With 64 games determining who's the winner of the big dance you're hoping for the big prize in your office pool. But mathematician Mike Breen, from the American Mathematical Society in Providence, R.I., says the odds of a guaranteed win are not in your court.
The only sure-fire method is to pick every possible outcome using a kind of math called combinatorics. Since there are 64 games and two possible outcomes -- a win or a loss -- that number is enormous. According to Breen, it is 18 quintillion, 446 quadrillion.
"So if every person on Earth could fill out a bracket every second, then it would take them roughly one century to fill out all possibilities," Breen tells DBIS.
Mathematicians say if a dollar bill represented each of the possible outcomes, you could lay them end-to-end and they would make two round trips between earth and the big dipper. While the odds seem out of this world, there is a way to score some points. "One thing is: The number one seeds seem to make it to the Final Four," Breen says. It's not a slam-dunk, but that advice may get you closer to the jackpot.
One other factoid: if you wanted to hit your home with a bean bag from space, you'd have a better chance of hitting your roof than you would of correctly picking all the brackets in the tournament randomly.
BACKGROUND: It's time again for "March Madness," when U.S. college basketball teams compete to win the NCAA Division I Basketball Tournament, and buddies compete with each other by picking winning teams to guess the ultimate outcome of the tournament.

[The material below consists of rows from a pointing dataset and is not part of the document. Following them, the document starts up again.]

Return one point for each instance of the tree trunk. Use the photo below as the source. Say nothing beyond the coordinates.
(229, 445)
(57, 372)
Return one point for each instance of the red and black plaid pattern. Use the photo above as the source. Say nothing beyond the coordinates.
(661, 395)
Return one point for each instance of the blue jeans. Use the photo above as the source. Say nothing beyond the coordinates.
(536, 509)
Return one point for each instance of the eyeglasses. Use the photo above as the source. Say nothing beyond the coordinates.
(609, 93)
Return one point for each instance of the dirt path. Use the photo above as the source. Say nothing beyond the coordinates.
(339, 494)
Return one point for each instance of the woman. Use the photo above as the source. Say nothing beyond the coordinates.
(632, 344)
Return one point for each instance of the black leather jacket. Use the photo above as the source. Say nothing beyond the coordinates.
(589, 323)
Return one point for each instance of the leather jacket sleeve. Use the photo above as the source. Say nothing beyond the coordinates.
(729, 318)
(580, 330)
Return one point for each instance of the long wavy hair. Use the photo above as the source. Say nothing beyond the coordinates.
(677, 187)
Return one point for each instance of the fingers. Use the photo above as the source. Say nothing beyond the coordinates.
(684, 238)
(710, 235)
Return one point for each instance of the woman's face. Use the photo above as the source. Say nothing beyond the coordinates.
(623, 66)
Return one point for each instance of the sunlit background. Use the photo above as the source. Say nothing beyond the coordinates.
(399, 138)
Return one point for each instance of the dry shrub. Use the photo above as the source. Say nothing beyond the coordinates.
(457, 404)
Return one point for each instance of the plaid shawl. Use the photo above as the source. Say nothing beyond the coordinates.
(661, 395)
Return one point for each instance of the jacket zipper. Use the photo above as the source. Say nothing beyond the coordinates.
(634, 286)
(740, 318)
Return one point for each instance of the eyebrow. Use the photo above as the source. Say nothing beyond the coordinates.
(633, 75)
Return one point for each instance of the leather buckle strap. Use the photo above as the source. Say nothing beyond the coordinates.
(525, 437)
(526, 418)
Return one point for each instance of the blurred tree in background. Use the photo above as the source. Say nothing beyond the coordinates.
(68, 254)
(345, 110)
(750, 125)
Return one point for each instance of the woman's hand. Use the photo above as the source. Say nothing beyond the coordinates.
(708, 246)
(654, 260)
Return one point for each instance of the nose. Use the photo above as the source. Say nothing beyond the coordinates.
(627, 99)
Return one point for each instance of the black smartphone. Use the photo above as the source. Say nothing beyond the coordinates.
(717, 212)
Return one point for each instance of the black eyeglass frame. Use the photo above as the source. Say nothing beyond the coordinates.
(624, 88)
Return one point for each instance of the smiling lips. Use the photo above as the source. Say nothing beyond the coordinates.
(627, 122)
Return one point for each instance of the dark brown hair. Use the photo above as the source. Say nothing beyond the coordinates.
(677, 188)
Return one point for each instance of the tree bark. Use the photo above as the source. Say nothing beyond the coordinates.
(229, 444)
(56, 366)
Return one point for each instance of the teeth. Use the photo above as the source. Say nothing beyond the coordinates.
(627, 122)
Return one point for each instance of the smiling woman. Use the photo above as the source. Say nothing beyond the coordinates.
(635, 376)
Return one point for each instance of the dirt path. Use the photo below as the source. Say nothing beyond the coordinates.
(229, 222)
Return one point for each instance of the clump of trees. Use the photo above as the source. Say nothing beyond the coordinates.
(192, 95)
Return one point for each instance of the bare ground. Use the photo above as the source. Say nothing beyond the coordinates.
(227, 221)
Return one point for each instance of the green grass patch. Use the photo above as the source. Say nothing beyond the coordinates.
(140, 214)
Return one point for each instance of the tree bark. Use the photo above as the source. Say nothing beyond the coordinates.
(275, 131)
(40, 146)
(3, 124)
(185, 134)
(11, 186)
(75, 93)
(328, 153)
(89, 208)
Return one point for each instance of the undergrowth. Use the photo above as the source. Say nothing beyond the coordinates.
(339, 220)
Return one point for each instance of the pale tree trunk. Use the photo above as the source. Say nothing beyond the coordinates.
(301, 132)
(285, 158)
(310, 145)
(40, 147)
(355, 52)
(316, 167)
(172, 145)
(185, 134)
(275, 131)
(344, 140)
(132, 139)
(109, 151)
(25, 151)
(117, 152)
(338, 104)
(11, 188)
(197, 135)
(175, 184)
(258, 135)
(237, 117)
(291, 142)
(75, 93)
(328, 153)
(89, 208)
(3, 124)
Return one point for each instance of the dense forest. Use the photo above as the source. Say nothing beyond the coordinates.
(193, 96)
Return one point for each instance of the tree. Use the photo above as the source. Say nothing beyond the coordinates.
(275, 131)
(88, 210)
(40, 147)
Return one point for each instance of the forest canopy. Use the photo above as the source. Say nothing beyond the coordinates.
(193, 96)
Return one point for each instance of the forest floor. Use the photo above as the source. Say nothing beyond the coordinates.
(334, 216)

But the realities of mathematical probability dictate that it's almost impossible to get your picks 100 percent right.
CALCULATING THE ODDS: Since there are 64 games in the March Madness tournament and two possible outcomes for each team's game -- a win and a loss -- the number of possible outcomes for the tournament is a staggering 2 to the power of 64: that is, 2 multiplied by itself 64 times, or 18,446,744,073,709,551,616. If one dollar bill represents each of the possibilities, and the six-inch bills are placed lengthwise end-to-end, the line would make two round trips between the Earth and the middle of the Big Dipper -- a distance of about 75 light years. In fact, if you put in a dollar for each of the possible ways to fill out the team bracket chart (see link below), you would be able to pay off the U.S. National Debt (about $8 trillion as of March 2004) 2.3 million times over.
THE MATH OF FILLING OUT THE POOL FORMS: Combinatorics is a mathematical theory of counting individual objects, particularly units of a finite set, like a collection of marbles stored in a small pouch. Once primarily a mathematical curiosity, it is vital to many areas of modern technology. For example, it is a useful tool in determining probabilities and the number of structures possessing certain properties as applied to telephone (fiber optic) networks and computers. It can also be used to analyze industrial process schedules, electrical networks, and economics. And it's the math that you'd use if you actually filled out every possible form.